The company's management (CEO) understands the role of cybersecurity in the life of the company. Information security risk becomes one of the company's operational risks. Depending on the size of the company, the minimum size of an information security unit is 15-20 employees. Level 3

Advantages

Implementing security services such us:

  1. security operation center (SIEM, IRP, SOAR, SGRC);
  2. data leak prevention;
  3. phishing protection;
  4. sandbox;
  5. intrusion prevention system;
  6. vulnerability scanner;
  7. endpoint protection;
  8. web application firewall;
  9. backup server.

Disadvantages

High costs of information security tools and information security specialists

Level 4 of network segmentation: advanced deployment of security practices at scale

Each production and corporate services has its own networks: Tier I, Tier II, Tier III.
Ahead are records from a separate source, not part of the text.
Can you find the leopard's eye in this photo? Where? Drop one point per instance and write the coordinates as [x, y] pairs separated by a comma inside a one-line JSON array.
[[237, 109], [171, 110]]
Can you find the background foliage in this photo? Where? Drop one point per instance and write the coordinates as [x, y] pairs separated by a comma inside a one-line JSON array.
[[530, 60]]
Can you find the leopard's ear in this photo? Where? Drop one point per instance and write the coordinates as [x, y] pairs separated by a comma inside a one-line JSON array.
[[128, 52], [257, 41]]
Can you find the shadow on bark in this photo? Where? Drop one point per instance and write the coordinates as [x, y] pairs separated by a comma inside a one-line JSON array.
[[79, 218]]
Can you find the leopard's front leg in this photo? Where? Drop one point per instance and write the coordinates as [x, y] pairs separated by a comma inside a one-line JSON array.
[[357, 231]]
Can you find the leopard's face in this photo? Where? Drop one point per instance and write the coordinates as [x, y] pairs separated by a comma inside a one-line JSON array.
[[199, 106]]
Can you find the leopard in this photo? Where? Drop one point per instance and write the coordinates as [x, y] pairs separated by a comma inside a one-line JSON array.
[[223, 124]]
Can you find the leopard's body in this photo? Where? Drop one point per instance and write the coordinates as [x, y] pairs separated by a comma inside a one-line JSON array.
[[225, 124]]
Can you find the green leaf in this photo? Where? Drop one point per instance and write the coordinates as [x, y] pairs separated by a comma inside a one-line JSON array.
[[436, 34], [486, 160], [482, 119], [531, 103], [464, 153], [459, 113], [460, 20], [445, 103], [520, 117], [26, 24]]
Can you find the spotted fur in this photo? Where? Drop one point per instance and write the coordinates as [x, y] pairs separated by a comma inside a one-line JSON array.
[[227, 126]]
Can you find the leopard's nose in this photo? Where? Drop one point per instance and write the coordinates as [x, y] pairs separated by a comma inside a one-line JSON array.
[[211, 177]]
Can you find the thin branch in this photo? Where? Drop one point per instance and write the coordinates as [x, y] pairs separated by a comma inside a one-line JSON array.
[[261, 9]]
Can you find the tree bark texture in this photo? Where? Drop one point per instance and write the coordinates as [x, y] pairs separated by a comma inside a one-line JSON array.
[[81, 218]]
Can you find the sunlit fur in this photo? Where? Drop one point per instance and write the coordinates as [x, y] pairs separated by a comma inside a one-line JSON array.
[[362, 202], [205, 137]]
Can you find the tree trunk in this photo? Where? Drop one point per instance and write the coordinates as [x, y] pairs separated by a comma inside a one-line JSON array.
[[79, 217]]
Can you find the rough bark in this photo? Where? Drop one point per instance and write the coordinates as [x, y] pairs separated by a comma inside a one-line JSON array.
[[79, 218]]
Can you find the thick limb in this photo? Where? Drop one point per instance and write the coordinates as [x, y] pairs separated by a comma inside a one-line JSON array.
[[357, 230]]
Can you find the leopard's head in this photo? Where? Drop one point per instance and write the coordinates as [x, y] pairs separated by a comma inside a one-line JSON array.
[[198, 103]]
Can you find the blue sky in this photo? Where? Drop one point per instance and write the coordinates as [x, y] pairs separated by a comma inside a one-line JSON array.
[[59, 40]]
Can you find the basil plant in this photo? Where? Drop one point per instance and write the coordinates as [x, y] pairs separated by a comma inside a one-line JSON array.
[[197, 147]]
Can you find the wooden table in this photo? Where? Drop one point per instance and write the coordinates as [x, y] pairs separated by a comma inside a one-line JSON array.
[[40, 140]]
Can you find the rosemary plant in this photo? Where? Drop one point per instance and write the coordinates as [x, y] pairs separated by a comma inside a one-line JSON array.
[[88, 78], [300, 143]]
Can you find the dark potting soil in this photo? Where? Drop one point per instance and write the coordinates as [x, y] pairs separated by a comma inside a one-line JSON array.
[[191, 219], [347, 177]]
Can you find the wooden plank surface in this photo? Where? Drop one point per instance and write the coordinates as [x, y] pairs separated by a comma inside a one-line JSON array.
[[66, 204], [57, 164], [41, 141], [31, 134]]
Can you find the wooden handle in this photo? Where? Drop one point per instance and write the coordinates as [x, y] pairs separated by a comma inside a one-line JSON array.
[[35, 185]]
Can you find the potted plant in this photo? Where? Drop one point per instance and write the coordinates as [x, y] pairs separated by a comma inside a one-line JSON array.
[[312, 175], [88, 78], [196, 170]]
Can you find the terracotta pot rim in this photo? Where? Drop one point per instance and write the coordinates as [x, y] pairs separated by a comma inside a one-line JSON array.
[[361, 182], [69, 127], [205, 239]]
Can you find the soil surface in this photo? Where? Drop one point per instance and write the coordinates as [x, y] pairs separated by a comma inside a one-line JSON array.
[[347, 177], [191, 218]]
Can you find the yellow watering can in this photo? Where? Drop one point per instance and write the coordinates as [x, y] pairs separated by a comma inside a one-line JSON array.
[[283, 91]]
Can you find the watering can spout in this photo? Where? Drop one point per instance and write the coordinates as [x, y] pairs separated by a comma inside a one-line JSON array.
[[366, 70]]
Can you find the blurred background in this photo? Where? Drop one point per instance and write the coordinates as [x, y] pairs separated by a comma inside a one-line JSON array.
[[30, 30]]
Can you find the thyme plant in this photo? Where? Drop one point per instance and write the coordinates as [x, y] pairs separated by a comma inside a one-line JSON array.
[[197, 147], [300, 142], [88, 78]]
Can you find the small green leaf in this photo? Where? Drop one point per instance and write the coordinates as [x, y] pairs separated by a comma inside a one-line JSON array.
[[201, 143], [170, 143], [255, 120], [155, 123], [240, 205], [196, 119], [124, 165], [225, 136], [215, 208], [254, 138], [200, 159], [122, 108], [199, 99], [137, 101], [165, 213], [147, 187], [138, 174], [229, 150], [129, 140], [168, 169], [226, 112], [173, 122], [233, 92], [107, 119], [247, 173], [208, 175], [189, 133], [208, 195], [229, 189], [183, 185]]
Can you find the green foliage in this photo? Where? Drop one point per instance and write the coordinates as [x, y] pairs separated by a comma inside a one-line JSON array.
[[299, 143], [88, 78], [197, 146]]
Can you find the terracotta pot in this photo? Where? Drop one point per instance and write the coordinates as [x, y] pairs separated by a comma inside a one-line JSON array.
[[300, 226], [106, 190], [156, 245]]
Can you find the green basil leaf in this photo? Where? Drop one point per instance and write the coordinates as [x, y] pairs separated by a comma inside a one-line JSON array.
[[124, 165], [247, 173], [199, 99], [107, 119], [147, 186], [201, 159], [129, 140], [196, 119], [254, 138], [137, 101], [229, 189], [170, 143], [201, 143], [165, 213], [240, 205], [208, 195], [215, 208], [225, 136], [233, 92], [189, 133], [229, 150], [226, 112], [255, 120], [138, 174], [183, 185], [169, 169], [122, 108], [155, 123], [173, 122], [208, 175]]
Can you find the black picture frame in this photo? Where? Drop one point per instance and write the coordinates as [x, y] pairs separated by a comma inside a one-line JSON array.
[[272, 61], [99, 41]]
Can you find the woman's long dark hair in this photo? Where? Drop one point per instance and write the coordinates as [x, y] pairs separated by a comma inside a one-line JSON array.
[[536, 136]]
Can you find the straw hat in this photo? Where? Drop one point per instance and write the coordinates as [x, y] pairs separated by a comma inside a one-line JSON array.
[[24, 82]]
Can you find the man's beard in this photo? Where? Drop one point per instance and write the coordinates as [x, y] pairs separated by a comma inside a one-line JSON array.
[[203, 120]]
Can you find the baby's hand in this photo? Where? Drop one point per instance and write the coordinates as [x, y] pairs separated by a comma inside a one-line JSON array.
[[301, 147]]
The production environment is accessed from isolated computers. Each isolated computer does not have:

  1. incoming accesses from anywhere except from remote corporate laptops via VPN;
  2. outgoing access to the corporate network:
    • no access to the mail service - the threat of spear phishing is not possible;
    • there is no access to internal sites and services - it is impossible to download a trojan from a compromised corporate networks.

🔥 Only one way to compromise an isolated computer is to compromise the production environment. As a result, a successful compromise of a computer, even by phishing, will prevent a hacker from gaining access to a production environment.

Implement other possible security services, such as:

  1. privileged access management;
  2. internal phishing training server;
  3. compliance server (configuration assessment).

Level 4

Advantages

Implementing security services such us:

  1. privileged access management;
  2. internal phishing training server;
  3. compliance server (configuration assessment);
  4. strong protection of your production environment from spear phishing.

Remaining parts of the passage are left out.